I started painting when I was with Joan. She was an accomplished painter with a ravishing style. Mostly figurative images, influenced by Van Gogh, Gauguin, and Picasso, lots of fiery colors and blunt textures. She considered herself a painter first and a musician second, and you can see that emphasis reflected in the album covers she designed: the self-portraits on
Clouds,
Ladies of the Canyon, Turbulent Indigo
, and
Dreamland
, and the line drawings on the covers of
Song to a Seagull, Court & Spark
, and
The Hissing of Summer Lawns.
I used to watch her paint in the backyard, where she’d put up an easel and go right to work. She had such fun, enjoying the expression and the solitude when she painted, so she got me into it, just by example. I would use some of her paint, experiment with texture. Having paintbrushes in my hand, I discovered, was the same energy as having a guitar in my hands. Just a different tool. And I could express myself in a different way with those brushes.

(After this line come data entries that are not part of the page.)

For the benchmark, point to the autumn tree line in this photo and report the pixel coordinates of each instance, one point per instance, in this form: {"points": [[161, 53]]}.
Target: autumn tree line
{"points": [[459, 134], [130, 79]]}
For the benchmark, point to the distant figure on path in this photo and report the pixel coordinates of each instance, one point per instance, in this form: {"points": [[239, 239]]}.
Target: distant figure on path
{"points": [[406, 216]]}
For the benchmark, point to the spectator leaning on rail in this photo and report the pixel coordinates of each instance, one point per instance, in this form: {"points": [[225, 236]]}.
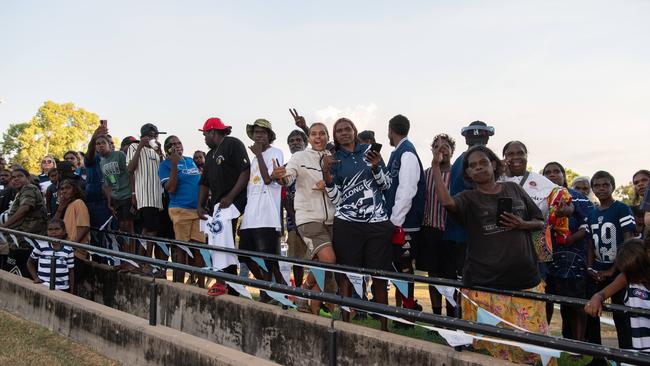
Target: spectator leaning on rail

My first painting was from a childhood memory. Our two- up-two-down in Salford was overrun by cockroaches. My sister and I used to tap the wallpaper and hear them scurrying, and when we came home at night and turned on the light, you’d see them
scatter like politicians. So I have an inherent dread of those guys—cockroaches and politicians. As a result, I painted a self-portrait, me sleeping in a bed in a room with no ceiling, with two giant cockroaches coming over the walls. Over the years my subject matter improved, and I’ve had gallery shows all over the world. But at the time, I was still trying to find my artistic footing.